Author(s): Syrus Miner, Troy Webb
Mentor(s): Hung Yu Shih, Yu-Chien Liu
Institution UTech
4H Leukodystrophy is a rare neurodegenerative disorder characterized by hypomyelination, hypodontia, and hypogonadotropic hypogonadism—the “4 H’s.” Mutations in the POLR3 genes, which encodes a polymerase essential for transcribing many housekeeping genes, are common in patients. Polr3b, the second-largest subunit of this polymerase, plays a critical role in this process. Two current mouse models using the Cre-lox system have provided valuable insights into the disorder. One model revealed impaired cellular proliferation in intestinal tissues, while the other highlighted symptoms such as hypomyelination, ataxia, and craniofacial deformities. However, both fail to capture the full disease progression. While they model early oligodendrocyte precursor cell (OPC) defects, particularly a failure in proliferation, they do not replicate later stages of the disease, such as neurodegeneration. Incomplete recombination in OPCs limits the severity of the phenotype, as non-recombined cells likely compensate for the defects in recombined cells. To address this limitation, we propose developing a zebrafish (Danio rerio) model by knocking down Polr3b at the single-cell stage using morpholino technologies.

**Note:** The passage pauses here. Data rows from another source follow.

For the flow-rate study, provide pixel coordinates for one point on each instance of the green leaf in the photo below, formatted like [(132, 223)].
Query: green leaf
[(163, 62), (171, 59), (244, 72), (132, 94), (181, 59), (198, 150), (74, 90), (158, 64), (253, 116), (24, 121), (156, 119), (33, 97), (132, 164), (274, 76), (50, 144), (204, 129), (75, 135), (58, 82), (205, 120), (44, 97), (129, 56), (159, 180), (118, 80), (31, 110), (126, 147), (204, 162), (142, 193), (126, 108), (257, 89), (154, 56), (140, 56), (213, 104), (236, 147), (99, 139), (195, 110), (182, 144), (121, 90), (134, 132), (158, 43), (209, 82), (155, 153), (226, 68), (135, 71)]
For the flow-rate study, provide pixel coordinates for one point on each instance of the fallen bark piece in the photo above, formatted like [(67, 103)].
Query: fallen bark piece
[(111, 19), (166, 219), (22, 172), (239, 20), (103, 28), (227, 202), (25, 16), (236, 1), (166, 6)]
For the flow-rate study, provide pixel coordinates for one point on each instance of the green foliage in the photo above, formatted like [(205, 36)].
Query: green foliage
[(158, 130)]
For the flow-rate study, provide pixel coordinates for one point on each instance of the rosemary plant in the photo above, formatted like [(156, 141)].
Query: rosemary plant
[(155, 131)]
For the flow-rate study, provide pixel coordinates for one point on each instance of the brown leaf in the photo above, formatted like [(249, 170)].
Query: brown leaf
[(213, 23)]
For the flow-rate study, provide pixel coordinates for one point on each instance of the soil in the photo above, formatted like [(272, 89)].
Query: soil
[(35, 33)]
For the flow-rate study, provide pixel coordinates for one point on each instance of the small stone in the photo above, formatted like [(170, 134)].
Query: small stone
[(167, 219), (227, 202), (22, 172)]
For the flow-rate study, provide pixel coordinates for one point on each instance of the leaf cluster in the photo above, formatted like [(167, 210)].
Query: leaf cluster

Zebrafish are well-suited for this research due to their genetic similarity to humans, transparent embryos that allow for non-invasive observation, and rapid development. The goal of this model is to investigate the cellular and molecular mechanisms underlying 4H leukodystrophy, with a focus on the impact of Polr3b disruption in oligodendrocyte development and myelination. This model will enable us to better understand the developmental defects associated with 4H and explore potential therapeutic interventions. We expect our zebrafish model to display phenotypes similar to those seen in humans, including hypomyelination in the midbrain and forebrain, craniofacial abnormalities, and developmental defects associated with oligodendrocyte dysfunction. Additionally, we anticipate reduced cellular proliferation in neural tissues, leading to fewer oligodendrocyte precursor cells during critical developmental periods, which may contribute to the neurodevelopmental issues in 4H Leukodystrophy. This project aims to enhance understanding of 4H pathogenesis and inform future therapeutic strategies.